Eagle Scout About to Land

Oakley Campbell is helping fund life-saving stations in two locations, and he is using an Eagle Scout project to do so.

            Campbell, who will turn 16 this month, is memorializing his late grandmother “Queen Doreen” Saint Don’s rabid support of his scouting life by selling her jewelry to raise money that could save lives at Silvershell Beach and at other Marion swimming areas. Doreen Saint Don passed away on March 10 after a battle with cancer.

            “She left most of this to me, and we decided on a sea theme because it’s Massachusetts and near Cape Cod,” said Campbell of Sunday’s yard sale, part of an event held by the First Congregational Church of Marion. He figures he earned close to $300. He will do it again during a September fair at the Acushnet Grange.

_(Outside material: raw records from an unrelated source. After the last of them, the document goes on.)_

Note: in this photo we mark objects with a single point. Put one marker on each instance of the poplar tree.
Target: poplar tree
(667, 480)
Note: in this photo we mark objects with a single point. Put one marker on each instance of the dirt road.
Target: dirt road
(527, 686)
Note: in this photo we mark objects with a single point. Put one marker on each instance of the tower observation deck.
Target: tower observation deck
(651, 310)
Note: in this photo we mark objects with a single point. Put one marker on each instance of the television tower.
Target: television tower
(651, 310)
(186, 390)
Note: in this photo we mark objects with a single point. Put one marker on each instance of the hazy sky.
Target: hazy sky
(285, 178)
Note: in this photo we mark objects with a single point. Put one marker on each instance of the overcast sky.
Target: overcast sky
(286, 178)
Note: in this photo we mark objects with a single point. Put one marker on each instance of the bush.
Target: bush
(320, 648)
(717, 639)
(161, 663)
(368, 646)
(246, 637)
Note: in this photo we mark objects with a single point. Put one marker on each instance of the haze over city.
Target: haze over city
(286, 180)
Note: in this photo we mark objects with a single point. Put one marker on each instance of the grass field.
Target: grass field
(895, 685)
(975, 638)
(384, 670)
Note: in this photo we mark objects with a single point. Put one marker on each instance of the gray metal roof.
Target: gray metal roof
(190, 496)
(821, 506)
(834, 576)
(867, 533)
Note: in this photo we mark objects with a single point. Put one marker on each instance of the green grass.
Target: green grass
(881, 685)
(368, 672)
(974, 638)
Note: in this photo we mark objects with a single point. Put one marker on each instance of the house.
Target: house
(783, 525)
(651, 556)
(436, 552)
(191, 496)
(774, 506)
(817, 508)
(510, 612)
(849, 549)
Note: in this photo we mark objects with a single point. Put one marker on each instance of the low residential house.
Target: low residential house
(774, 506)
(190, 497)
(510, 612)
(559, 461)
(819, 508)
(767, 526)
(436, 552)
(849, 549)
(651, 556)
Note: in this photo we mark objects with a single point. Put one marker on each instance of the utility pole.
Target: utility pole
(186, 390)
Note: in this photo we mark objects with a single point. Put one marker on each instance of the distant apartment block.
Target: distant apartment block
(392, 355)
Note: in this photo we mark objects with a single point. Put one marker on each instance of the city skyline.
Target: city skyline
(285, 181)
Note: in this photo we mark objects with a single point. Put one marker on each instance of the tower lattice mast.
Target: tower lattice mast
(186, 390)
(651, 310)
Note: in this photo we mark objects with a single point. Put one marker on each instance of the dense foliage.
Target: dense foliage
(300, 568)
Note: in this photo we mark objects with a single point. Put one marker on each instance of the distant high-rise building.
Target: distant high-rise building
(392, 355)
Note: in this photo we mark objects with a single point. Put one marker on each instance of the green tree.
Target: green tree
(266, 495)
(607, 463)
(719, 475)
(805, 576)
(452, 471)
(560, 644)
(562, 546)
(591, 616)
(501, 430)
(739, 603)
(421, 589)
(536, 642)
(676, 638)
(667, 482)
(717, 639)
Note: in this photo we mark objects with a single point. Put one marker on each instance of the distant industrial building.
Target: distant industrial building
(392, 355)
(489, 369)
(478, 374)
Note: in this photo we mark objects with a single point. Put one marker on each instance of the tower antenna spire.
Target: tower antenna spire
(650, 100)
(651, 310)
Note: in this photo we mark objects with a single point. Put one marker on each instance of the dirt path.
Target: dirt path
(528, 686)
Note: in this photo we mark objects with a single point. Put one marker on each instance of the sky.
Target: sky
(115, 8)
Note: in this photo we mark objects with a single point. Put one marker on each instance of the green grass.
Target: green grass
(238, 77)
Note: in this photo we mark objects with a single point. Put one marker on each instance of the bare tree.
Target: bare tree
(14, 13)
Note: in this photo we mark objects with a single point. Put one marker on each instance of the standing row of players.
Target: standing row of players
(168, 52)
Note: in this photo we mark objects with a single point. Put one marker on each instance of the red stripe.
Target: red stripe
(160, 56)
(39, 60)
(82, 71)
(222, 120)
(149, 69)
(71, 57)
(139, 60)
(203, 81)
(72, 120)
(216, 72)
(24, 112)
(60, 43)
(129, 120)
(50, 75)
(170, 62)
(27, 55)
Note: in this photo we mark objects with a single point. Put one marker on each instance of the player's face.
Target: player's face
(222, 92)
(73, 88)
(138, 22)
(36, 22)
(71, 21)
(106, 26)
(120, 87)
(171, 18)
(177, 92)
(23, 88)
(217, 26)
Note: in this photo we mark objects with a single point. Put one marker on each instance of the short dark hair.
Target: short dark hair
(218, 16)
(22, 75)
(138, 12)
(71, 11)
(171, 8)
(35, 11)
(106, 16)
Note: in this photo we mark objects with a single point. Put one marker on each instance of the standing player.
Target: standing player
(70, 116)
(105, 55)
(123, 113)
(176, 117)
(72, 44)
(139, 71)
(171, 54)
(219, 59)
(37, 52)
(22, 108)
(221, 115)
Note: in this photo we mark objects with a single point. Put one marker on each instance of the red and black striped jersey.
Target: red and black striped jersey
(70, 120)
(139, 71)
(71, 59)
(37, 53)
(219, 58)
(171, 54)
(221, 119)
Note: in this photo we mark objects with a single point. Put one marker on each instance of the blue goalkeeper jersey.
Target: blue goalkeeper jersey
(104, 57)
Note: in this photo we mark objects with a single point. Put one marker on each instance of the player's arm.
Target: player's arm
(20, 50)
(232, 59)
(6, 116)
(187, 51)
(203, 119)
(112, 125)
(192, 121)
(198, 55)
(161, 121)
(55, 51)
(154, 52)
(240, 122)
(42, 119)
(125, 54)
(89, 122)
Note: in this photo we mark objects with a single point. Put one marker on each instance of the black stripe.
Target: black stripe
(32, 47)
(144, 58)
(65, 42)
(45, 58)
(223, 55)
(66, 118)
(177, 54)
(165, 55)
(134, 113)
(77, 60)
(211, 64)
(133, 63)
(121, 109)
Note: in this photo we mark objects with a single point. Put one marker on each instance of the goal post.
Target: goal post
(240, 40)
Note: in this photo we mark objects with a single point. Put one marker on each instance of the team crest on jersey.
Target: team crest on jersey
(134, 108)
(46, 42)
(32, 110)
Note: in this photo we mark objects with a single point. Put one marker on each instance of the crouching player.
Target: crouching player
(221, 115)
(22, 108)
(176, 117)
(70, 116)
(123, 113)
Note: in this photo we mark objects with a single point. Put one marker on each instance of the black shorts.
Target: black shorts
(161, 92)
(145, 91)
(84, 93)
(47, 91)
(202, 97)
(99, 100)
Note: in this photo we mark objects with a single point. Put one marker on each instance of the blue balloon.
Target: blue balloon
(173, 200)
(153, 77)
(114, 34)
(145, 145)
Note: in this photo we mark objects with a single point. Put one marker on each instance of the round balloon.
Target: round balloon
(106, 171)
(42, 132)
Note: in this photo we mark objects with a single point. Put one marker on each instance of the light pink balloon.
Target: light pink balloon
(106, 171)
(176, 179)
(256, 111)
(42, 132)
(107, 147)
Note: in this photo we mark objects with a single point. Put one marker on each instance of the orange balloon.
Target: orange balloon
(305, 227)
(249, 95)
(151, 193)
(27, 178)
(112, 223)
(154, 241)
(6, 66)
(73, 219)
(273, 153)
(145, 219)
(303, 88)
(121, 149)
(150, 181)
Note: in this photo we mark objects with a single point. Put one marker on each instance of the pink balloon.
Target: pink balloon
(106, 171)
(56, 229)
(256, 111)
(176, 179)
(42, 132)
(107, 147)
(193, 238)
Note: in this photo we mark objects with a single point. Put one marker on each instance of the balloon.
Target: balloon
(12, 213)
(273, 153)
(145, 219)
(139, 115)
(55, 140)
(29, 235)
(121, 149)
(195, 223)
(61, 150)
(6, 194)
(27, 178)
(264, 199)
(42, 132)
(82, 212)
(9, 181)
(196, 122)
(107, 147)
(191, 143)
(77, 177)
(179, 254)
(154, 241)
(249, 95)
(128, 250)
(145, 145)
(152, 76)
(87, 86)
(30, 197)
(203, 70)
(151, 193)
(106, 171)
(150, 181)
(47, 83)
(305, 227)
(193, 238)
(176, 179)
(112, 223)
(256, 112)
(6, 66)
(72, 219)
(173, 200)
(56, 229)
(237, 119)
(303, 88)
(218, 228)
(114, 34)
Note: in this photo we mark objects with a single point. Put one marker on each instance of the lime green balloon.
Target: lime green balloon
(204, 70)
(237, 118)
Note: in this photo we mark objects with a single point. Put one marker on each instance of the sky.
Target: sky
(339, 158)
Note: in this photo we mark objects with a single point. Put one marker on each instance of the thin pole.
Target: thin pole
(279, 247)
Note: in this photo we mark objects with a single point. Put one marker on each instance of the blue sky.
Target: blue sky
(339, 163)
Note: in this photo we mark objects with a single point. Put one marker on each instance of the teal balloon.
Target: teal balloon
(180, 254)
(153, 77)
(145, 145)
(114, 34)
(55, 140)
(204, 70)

            A life-saving station is essentially a kit that could come in handy should there be an emergency when no lifeguard is present. Campbell’s focus is mainly on Silvershell Beach and any wharfs in town that would lack such a kit. Altogether, he reports, equipping Marion’s beach areas with life-saving stations will approximate $4,000 in total cost and another $200 to “cement them down.”

            “It’s good to have them there, make sure no one gets hurt,” he said. “I know after 4:00 pm when the lifeguards are off, a lot of people go swimming so it’s going to be really helpful.”

            With 11 years of scouting under his belt, the rising junior at Upper Cape Tech is in the final stages of his pursuit of Eagle rank. He also still needs to earn a couple of merit badges, a routine exercise by comparison.

            Scouting dominated Campbell’s life when he was younger, but he has cut back to weekly involvement as his focus increases on a career in the automotive field. With two years of high school remaining, he has already picked the University of Northern Ohio for its NASCAR, diesel and other automotive-specific programs.

            Campbell doesn’t have a dream job in mind at this point. He is old school and prefers older cars that can be maintained by their operators.

            “They’re easier to work with, a lot easier,” he said.